The realization of trust in the brevity of this life

Having a realistic trust in God can help our long-term human anxiety.

Psalm 39:4-7, 12 – “Yahweh, let me know my end, and what is the measure of my days; let me know how fleeting my life is! Behold, you have made my days a few handbreadths, and my lifetime is as nothing in your sight. Surely every man stands as a mere breath! Surely man goes about as a shadow! Surely for nothing are they in turmoil; man heaps up, and knows not who will gather! And now, Lord, for what do I wait? My hope is in you. … Hear my prayer, O Yahweh, and give ear to my cry; hold not your peace at my tears! For I am your passing guest, a sojourner, like all my fathers.”
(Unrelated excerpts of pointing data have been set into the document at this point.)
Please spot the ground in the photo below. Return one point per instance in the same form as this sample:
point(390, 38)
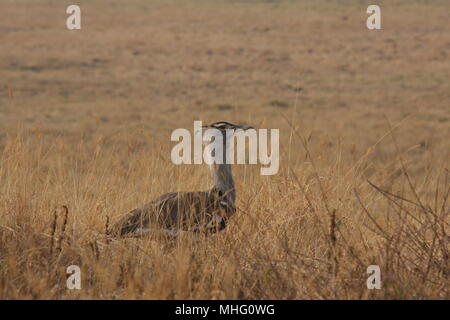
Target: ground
point(86, 117)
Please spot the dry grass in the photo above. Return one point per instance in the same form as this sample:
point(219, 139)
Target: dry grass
point(363, 116)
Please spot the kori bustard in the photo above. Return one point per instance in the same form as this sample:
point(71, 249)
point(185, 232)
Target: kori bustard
point(198, 211)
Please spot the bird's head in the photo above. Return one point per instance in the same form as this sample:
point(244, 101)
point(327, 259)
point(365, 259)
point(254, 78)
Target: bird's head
point(226, 129)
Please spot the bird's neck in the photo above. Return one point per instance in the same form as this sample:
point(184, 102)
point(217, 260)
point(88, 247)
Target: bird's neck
point(223, 180)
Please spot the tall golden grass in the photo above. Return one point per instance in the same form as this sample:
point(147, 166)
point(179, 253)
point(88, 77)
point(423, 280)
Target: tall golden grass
point(309, 233)
point(85, 122)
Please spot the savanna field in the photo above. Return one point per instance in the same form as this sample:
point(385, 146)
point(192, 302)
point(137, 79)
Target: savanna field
point(364, 118)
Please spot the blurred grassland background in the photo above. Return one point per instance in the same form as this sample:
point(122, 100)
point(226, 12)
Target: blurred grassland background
point(86, 118)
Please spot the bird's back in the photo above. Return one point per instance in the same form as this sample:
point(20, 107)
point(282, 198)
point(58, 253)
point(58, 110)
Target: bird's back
point(191, 211)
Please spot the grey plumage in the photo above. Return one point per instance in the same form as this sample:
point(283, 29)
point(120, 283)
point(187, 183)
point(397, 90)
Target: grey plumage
point(197, 211)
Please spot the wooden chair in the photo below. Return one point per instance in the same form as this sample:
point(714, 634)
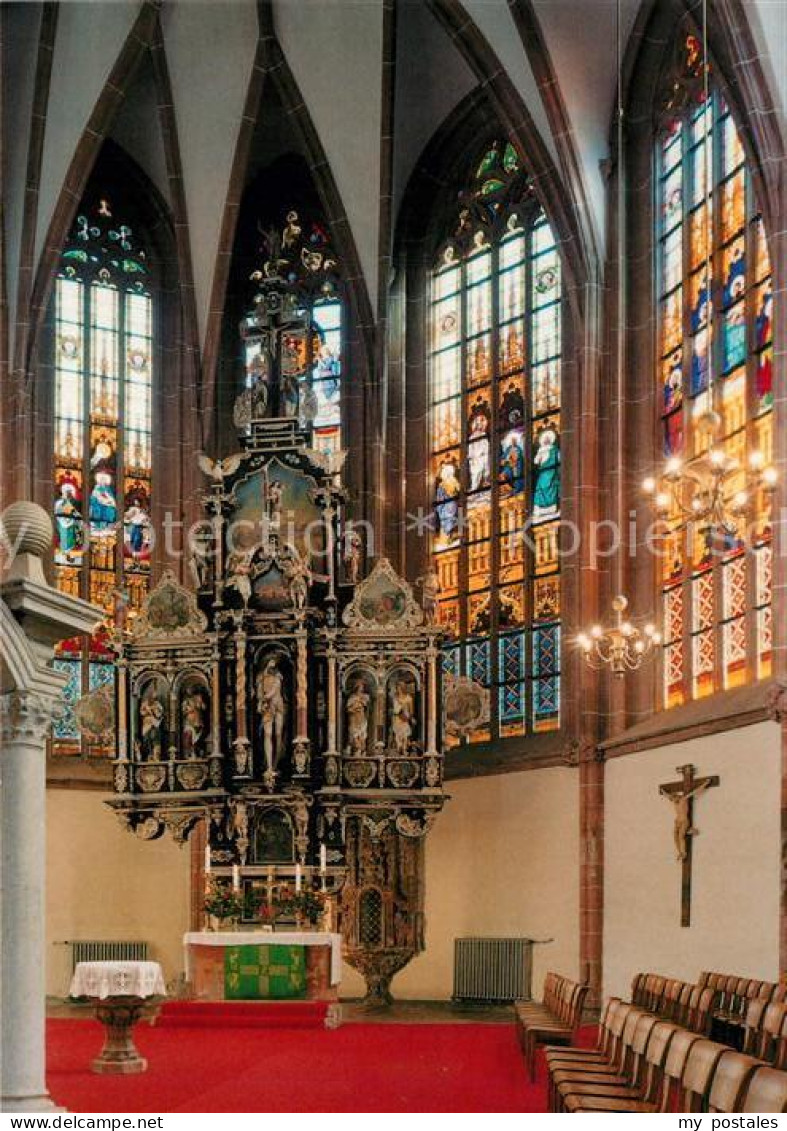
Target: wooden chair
point(698, 1073)
point(752, 1027)
point(666, 1079)
point(631, 1077)
point(767, 1091)
point(731, 1079)
point(556, 1026)
point(772, 1034)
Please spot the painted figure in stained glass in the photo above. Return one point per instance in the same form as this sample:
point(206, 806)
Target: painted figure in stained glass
point(699, 328)
point(137, 524)
point(478, 446)
point(68, 521)
point(546, 464)
point(512, 460)
point(447, 502)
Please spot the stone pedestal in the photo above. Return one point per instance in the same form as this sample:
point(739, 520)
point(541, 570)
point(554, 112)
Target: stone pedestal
point(120, 1055)
point(33, 618)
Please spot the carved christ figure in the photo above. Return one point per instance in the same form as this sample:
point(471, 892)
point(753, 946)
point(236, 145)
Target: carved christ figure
point(683, 828)
point(357, 719)
point(403, 710)
point(273, 706)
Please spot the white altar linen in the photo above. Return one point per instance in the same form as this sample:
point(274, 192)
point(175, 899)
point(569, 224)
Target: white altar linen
point(118, 980)
point(268, 939)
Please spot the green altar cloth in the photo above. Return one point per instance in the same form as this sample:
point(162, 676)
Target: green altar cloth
point(260, 973)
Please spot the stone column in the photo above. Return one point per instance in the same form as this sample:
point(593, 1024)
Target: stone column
point(25, 719)
point(33, 618)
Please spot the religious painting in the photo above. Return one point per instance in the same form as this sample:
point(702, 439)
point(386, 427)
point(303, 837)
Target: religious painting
point(273, 838)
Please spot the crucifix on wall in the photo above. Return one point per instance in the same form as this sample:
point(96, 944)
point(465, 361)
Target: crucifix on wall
point(682, 794)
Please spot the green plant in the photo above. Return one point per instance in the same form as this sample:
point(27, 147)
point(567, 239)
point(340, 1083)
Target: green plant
point(223, 901)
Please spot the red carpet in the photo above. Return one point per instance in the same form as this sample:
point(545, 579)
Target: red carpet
point(233, 1015)
point(357, 1068)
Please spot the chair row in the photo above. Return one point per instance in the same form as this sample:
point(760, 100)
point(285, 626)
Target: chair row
point(554, 1019)
point(643, 1063)
point(764, 1032)
point(689, 1006)
point(734, 993)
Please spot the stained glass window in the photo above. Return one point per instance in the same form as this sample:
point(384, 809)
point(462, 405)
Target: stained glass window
point(494, 350)
point(716, 605)
point(103, 374)
point(301, 270)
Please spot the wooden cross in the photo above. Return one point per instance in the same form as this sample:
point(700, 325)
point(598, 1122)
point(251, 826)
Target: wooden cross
point(682, 795)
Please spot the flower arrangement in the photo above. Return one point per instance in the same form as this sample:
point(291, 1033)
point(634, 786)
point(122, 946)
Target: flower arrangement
point(308, 904)
point(223, 901)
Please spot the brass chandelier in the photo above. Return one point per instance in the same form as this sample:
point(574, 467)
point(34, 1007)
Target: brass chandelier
point(622, 647)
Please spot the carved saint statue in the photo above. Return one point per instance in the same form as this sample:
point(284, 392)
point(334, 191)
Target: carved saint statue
point(271, 702)
point(353, 549)
point(152, 726)
point(297, 576)
point(403, 715)
point(683, 827)
point(273, 502)
point(239, 570)
point(193, 709)
point(357, 719)
point(431, 589)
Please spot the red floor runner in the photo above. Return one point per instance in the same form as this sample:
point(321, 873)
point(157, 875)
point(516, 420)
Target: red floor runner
point(357, 1068)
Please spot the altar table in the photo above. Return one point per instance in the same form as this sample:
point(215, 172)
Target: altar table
point(121, 993)
point(264, 965)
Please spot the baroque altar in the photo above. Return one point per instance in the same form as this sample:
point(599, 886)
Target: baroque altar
point(287, 704)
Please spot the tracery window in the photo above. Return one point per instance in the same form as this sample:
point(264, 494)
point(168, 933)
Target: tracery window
point(717, 606)
point(103, 380)
point(494, 351)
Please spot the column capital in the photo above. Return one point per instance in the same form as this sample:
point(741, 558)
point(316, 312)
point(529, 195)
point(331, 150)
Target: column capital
point(25, 716)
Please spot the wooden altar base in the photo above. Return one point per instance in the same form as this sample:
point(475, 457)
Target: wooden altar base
point(252, 1015)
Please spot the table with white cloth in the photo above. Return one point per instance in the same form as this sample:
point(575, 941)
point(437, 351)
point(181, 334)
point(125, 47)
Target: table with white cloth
point(264, 965)
point(122, 993)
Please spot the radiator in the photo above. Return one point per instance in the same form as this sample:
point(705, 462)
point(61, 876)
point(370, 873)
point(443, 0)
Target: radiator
point(101, 950)
point(492, 969)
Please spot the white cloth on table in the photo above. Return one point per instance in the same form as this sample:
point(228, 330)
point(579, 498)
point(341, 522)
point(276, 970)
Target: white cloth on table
point(118, 980)
point(268, 939)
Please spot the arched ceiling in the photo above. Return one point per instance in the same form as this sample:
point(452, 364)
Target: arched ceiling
point(335, 50)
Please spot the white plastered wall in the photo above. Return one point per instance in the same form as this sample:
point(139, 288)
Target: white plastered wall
point(735, 903)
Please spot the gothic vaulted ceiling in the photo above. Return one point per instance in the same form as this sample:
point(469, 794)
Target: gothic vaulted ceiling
point(180, 110)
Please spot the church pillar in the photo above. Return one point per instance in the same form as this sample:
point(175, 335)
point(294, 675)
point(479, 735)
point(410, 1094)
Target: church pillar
point(24, 724)
point(33, 618)
point(591, 870)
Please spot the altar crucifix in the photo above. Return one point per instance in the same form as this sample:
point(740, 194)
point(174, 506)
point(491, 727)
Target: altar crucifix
point(682, 795)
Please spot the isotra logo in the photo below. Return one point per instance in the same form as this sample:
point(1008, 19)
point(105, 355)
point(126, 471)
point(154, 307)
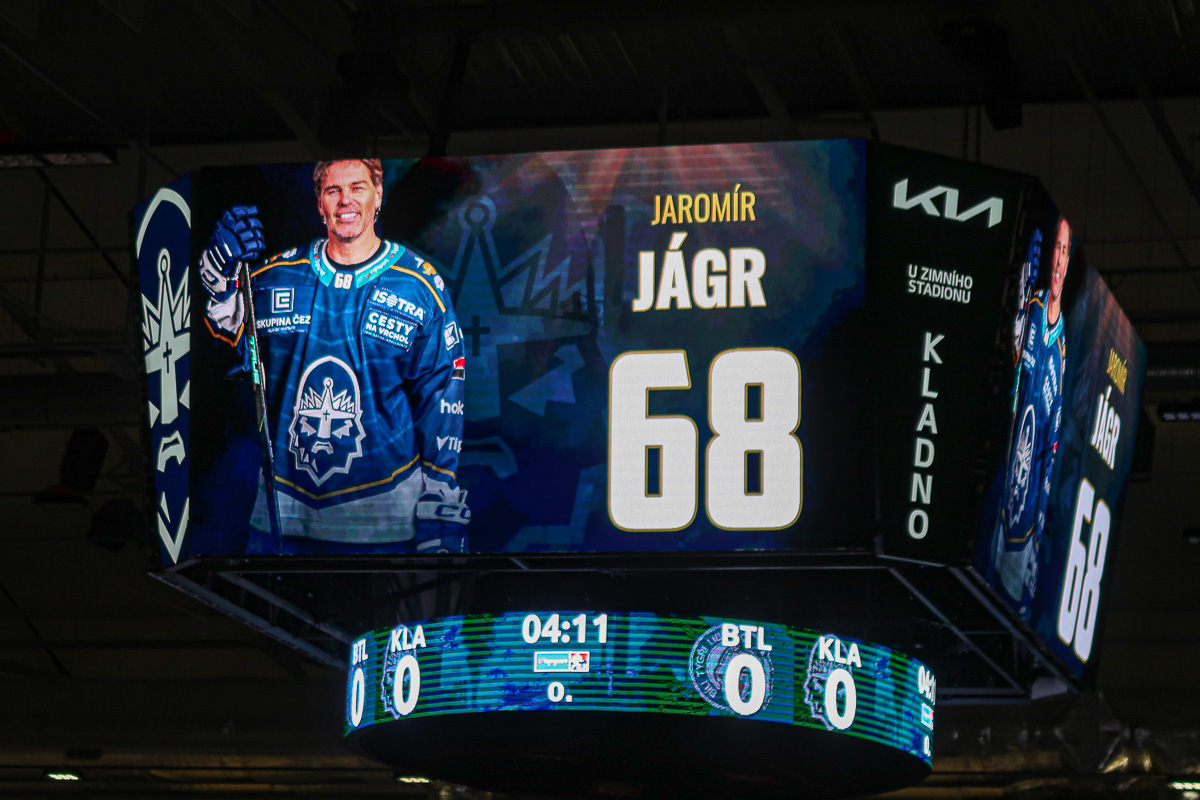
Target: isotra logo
point(900, 199)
Whether we care to admit it or not, all of life is about expectations. We expect that we will live through the day, that life will go on as usual tomorrow, and that we will reach a ripe old age. However, those expectations have a way of being unmet from time to time. Sometimes, people go about their day with the typical expectation, only to meet with a tragic accident of some sort. And while the sun continues to come up each day, the environment in which we live may change drastically in an instant, like an earthquake, tsunami, volcano, or violent storm. We don’t always reach that ripe old age that we expect to live to.

In fact, if one pauses at any length to consider these types of things, it’s a wonder that more people don’t place their trust in God. Even the godly man represented in the psalm above recognizes that life is fleeting, his days are as “handbreadths,” and that life is just as brief as a “breath” or as incorporeal as a “shadow.” The godly person, even in the consideration of these realities, still recognizes that God is worthy of trust, perhaps even more so. Because so much of this existence is beyond our control, it really becomes a rational proposition to consider the reality and provision of God throughout our lives.

After jotting down some of my own ideas, I briefly reviewed a group of online articles providing a whole list of things we have no control over in this life:

  • where or when we are born
  • who our parents are
  • financial status of family we are born into
  • our looks, height, skin color
  • the weather (or natural events)
  • the passing of time (inclusive of the future or the past)
  • other people’s opinions
  • some diseases
  • when/how other people die
  • when/how we die

One list even humorously included cats as something we cannot control. As a cat owner, I can attest to this.

Yet in spite of all of these things beyond our control, we still go through life believing we are the masters of our own destiny, that we can do whatever we want whenever we want to do it. That’s not always possible, as some of the items above will attest to. And when we encounter those types of things we may not be able to do when we have the attitude that we should be able to, it can create bitterness, personal strife, and envy.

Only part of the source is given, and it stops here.